Se parece óbvio que a Sonae não poderia aceitar prosseguir a OPA sem que tais restrições ao exercício dos direitos de voto dos accionistas fossem removidas, já não é tão evidente que o processo de desblindagem de estatutos da PT tivesse que se confrontar com tão rotunda reprovação.
Contra o real-pragmatismo das empresas, seria desejável que a democracia societária pudesse dar um ar da sua graça, que todos os accionistas recebessem o mesmo tipo de tratamento e que o Estado - de cuja golden-share Bruxelas tratará em breve – pudesse assumir uma postura diferente da “neutralidade” conivente em que se traduziu a sua abstenção e o voto contra da Caixa Geral de Depósitos.

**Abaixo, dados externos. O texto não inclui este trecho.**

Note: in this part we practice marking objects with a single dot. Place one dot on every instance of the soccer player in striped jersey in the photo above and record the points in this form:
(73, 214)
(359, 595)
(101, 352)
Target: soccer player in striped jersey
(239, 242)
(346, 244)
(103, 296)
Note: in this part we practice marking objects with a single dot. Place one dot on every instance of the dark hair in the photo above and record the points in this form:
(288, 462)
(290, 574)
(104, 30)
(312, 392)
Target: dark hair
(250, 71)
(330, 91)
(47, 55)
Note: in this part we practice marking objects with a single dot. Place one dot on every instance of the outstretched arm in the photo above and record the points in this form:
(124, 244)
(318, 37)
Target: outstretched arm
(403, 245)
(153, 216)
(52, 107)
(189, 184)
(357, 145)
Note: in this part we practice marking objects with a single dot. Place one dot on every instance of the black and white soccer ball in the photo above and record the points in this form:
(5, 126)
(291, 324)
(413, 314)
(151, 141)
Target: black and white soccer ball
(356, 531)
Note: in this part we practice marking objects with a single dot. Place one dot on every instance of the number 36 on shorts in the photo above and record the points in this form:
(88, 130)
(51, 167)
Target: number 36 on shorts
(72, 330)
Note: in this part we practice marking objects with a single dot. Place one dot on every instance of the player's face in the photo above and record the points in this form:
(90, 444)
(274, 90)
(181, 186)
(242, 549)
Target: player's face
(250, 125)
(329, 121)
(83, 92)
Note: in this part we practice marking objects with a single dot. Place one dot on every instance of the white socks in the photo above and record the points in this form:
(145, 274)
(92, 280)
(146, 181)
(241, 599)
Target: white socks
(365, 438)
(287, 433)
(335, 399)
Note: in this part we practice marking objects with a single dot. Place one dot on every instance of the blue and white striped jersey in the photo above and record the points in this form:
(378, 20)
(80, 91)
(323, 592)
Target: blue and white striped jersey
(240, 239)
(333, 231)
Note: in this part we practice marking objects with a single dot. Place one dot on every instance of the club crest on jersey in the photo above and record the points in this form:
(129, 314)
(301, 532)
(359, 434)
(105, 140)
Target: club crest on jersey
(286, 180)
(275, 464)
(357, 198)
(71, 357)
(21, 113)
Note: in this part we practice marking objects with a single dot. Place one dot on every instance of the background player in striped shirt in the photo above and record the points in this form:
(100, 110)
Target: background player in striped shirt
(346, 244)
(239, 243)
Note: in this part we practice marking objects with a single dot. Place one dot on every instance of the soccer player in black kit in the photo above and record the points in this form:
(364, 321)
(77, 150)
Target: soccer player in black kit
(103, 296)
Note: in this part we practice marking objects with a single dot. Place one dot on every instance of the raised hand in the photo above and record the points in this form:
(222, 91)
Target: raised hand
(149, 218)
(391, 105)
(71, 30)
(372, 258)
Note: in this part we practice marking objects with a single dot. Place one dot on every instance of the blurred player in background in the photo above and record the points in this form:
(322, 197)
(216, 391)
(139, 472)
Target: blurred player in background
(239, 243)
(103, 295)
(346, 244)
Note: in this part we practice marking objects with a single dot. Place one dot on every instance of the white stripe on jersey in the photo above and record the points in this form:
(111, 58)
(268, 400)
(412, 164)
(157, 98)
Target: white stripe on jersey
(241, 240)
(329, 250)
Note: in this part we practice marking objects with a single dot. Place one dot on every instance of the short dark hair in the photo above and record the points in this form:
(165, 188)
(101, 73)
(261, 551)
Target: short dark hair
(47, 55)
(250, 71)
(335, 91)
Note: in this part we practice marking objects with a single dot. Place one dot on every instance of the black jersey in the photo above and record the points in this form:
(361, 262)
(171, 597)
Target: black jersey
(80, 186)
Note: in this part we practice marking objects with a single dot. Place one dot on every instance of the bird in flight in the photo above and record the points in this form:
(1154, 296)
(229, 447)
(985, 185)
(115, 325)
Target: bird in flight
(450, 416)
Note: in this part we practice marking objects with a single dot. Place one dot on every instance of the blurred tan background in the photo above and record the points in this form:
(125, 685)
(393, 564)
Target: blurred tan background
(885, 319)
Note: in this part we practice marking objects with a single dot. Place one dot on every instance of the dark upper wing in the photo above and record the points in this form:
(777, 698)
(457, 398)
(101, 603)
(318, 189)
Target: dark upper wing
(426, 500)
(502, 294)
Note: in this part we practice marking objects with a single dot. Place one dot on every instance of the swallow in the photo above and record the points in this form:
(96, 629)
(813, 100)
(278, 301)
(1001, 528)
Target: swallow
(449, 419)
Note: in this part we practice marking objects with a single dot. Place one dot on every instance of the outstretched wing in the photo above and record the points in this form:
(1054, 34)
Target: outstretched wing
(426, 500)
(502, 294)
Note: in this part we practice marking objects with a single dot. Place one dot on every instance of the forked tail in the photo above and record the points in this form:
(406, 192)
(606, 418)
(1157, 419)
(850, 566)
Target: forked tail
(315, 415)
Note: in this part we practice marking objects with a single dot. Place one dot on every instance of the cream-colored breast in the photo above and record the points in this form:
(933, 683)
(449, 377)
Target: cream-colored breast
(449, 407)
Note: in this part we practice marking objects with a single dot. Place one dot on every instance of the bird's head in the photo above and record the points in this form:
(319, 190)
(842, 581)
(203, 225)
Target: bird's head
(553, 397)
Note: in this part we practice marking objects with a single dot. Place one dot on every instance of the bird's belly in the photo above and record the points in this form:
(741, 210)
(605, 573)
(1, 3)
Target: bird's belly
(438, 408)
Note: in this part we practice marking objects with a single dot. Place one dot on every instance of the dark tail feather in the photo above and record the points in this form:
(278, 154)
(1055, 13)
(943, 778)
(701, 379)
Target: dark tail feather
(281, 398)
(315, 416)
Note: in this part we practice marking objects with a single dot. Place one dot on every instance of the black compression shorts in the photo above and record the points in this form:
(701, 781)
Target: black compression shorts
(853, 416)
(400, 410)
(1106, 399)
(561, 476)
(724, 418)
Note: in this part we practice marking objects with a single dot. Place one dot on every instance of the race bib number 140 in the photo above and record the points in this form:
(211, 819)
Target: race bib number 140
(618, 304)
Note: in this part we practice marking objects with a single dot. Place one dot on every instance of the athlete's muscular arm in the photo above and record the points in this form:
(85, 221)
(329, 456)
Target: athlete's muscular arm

A OPA morreu mas deixa um precioso testamento para uma série de sete destinatários.
Desde logo, para os accionistas da Portugal Telecom. As sucessivas movimentações de defesa desenvolvidas pelo Conselho de Administração da PT irão propiciar-lhes um rendimento de 5,7 mil milhões de Euros ao longo dos próximos anos: parte, directamente resultante do spin-off das acções da PT Multimédia (PTM), que passará a constituir-se como empresa autónoma no universo PT; outra, associada ao processo de recompra de acções a um valor indicativo de 11,5 Euros (mais um do que a oferta da Sonaecom), que poderá ascender a 16,5% do capital da PT; o restante, em dividendos que serão pagos até 2009.
Em segundo lugar, para os possíveis concorrentes à aquisição da PTM. Assim se concretize a entrega desta empresa aos accionistas, o que deve ocorrer ainda este ano, prosseguirá o desfile de beleza dos candidatos à sua aquisição. Da Sonae, de novo, ao BES, à Media Capital, a todo um conjunto de empresas e investidores nacionais e estrangeiros, não faltarão interessados numa empresa que agregará operações nas redes de voz, dados e TV.
Em terceiro lugar, para o próprio sector das telecomunicações. Além da autonomização da PTM, a separação das redes de cobre e cabo (ambas detidas pela PT) é um dos principais legados desta operação que o Ministro das Obras Públicas, Mário Lino, já se manifestou empenhado em fazer cumprir, “em benefício do consumidor”.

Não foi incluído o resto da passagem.